Bardzo dobrze, że @ heh nawołuje do porządku artykuł dotyczył pociągu Racibórz - Łeba a tu nawołujemy do rozwiązań komunikacyjnych na terenie ROW. Żeby dokonać zmian w rozkładzie jazdy pociągów lub wprowadzić nowe do kursowania muszą być spełnione warunki określone przez PKP PLK, które można poczytać na stronie internetowej www. plk-sa.pl "oferta" harmonogram opracowania rocznego rozkładu jazdy 2012/2013. W tworzeniu rozkładu jazdy biorą udział przewoźnicy posiadający licencje przewozowe a tym samym administracja odpowiedzialna za komunikację masową na naszym terenie powinna rozmawiać z tym przewoźnikami nie Prezydent, Burmistrz , Wójt mają od tego ludzi. A jeszcze są Rady Miasta, Rady Powiatu i Rady Gmin, które również zajmują się komunikacją masową na swoim terenie.

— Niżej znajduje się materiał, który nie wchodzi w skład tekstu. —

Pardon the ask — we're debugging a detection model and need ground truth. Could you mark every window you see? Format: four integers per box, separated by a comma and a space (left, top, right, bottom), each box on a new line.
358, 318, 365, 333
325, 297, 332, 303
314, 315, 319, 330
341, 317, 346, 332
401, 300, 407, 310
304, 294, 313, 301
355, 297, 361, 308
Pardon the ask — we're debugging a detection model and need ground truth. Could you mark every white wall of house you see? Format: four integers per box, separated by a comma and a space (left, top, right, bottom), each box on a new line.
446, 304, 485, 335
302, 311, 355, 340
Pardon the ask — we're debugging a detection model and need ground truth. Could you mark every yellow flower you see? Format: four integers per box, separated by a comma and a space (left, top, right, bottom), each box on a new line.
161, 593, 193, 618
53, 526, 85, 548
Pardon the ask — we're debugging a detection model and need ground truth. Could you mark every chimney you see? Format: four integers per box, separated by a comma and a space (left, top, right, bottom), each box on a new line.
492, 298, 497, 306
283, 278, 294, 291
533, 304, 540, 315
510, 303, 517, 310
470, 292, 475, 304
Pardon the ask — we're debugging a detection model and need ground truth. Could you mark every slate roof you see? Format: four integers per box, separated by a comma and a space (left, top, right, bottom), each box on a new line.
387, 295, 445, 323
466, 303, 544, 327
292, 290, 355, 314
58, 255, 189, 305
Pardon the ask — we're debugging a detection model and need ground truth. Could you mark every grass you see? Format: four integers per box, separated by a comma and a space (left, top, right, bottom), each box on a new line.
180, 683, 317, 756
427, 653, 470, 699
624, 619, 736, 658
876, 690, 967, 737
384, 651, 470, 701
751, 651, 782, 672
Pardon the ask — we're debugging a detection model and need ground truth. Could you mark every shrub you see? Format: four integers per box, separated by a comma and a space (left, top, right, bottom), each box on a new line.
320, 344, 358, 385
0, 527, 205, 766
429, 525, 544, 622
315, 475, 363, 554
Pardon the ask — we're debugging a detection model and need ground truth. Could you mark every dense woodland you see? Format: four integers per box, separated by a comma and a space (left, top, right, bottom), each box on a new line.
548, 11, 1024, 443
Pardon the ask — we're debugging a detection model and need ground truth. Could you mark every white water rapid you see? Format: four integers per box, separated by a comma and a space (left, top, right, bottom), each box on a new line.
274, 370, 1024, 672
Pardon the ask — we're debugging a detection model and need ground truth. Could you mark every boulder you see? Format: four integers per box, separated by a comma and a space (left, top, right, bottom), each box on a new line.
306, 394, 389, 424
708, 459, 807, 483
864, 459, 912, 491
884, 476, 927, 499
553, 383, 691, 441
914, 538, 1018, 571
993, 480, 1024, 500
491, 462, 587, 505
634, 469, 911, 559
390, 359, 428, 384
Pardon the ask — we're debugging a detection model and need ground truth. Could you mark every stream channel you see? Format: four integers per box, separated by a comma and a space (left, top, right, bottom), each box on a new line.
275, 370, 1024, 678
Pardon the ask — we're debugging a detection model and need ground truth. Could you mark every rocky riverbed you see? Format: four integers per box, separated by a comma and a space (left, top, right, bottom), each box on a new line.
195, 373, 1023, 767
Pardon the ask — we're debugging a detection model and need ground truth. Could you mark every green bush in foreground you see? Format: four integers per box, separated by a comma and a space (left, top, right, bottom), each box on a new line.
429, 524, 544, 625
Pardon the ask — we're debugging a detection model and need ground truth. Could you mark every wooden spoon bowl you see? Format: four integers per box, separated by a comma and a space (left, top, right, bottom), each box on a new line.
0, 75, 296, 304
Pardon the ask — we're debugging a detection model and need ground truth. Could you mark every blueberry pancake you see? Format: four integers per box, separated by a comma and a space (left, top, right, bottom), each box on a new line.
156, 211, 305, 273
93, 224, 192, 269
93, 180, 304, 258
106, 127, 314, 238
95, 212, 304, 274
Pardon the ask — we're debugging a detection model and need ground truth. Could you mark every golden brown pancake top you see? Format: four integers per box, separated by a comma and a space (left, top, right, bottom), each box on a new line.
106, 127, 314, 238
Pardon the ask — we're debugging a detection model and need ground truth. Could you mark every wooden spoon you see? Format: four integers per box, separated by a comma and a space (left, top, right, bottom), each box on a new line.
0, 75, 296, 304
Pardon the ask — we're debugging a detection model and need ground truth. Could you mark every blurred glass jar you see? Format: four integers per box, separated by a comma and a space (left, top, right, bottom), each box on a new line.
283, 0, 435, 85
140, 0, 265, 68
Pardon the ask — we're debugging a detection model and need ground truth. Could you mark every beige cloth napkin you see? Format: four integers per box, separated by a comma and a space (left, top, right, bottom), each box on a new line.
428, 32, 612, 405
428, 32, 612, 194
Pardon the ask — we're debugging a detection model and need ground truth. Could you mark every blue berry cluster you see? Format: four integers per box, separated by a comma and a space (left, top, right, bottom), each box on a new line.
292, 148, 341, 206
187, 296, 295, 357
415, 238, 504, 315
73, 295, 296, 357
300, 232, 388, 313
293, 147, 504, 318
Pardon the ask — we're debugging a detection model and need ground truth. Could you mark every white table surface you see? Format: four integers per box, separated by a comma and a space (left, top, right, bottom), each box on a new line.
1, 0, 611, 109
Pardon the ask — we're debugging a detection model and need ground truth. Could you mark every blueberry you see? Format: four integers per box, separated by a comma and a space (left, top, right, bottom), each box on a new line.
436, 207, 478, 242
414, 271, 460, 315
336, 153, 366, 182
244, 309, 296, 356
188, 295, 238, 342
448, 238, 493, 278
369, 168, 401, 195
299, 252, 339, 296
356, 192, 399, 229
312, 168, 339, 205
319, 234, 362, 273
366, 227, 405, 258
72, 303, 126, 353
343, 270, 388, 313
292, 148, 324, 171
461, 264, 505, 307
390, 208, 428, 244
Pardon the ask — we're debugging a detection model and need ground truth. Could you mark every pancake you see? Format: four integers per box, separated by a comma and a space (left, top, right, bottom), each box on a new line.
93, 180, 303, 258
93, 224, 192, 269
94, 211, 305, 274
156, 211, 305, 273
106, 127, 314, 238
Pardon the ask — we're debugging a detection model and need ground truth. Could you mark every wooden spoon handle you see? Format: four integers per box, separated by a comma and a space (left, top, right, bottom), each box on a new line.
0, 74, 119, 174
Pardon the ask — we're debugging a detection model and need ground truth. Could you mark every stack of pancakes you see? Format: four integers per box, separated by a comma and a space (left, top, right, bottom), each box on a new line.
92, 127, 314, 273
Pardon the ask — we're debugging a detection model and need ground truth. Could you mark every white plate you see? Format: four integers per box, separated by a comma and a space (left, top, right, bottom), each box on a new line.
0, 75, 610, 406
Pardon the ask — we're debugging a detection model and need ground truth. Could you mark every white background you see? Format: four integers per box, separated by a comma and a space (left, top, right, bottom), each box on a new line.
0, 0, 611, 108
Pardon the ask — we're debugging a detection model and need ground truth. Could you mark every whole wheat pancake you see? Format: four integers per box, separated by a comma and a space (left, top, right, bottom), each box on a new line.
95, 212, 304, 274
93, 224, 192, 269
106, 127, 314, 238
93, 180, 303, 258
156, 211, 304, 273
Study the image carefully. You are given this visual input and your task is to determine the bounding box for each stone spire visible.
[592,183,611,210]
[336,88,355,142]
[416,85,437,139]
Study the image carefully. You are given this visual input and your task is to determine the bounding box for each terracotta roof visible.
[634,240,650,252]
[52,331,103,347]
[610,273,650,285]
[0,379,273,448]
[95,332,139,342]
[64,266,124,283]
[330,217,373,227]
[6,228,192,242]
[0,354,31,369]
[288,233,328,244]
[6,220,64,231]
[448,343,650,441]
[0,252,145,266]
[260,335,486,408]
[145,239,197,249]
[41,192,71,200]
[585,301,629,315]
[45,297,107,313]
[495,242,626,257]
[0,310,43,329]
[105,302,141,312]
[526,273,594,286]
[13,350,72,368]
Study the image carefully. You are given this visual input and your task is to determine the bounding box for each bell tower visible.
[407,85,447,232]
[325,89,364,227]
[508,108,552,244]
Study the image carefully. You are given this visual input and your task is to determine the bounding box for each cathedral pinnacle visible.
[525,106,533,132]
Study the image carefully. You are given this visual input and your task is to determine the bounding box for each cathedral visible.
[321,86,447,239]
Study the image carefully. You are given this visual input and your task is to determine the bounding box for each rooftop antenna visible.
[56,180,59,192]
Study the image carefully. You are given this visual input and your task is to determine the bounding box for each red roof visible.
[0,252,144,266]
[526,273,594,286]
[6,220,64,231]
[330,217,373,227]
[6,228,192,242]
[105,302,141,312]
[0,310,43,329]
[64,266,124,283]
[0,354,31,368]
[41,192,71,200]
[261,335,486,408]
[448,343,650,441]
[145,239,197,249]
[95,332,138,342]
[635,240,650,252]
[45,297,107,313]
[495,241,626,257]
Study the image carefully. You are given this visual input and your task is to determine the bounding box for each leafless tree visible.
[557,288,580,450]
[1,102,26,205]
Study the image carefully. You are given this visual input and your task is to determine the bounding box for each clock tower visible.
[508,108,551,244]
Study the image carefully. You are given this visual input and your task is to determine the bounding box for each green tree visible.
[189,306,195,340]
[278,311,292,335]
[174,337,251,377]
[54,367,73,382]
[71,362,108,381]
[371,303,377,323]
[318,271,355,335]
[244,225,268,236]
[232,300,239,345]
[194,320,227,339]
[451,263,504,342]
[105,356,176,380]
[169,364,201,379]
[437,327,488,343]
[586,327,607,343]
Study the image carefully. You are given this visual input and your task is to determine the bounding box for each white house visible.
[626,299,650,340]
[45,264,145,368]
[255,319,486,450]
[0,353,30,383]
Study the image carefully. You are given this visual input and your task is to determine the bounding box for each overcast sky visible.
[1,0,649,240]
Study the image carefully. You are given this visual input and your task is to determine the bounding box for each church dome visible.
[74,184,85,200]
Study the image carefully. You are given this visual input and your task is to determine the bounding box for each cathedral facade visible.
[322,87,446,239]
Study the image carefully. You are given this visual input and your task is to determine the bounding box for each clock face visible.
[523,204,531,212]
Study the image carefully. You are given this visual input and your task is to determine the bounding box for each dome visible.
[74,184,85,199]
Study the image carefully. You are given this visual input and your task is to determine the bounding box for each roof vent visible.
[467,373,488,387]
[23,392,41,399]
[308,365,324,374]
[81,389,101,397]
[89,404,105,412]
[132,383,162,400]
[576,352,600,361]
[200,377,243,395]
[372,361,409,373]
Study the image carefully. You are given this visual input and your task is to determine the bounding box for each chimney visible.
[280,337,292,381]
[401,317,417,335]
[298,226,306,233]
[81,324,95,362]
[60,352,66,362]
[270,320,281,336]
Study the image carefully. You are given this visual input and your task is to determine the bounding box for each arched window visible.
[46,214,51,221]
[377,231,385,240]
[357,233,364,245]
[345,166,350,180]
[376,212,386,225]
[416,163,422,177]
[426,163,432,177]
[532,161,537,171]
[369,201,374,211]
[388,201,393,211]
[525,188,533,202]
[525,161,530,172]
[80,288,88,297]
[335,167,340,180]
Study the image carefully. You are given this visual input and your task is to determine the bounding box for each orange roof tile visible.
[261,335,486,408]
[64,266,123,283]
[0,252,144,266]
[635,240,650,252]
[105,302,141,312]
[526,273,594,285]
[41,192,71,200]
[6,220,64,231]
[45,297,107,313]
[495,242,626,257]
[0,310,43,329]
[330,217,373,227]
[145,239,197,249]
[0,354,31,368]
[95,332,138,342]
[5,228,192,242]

Halo, może tak wrócimy do tematu ? Jeśli ruszy TLK do Wodzisławia, to Rybnik też przecież na tym skorzysta. Dlatego proponuję połączyć siły zamiast się wadzić jak dzieci w piaskownicy, "kto zaczął". Nowa całoroczna TLK relacji np. Wodzisław - Gdynia (w sezonie Hel) przez Warszawę na pewno by się przydała :) A sprawa do załatwienia "od ręki" to przetrasowanie niektórych pociągów które jadą teraz przez Zebrzydowice. Uwaga - dziś nie zatrzymują się one w Tychach i Pszczynie ! Mam nadzieję, że ro z powodu dostępności alternatywnych połączeń w tych miastach. W razie przetrasowania Fudali na pewno załatwi postój w Rybniku, ważne żeby Kieca nie zaspał i walczył o postój także w Wodzisławiu, co poprawiłoby coraz bardziej kiepską dostępność komunikacyjną tego miasta.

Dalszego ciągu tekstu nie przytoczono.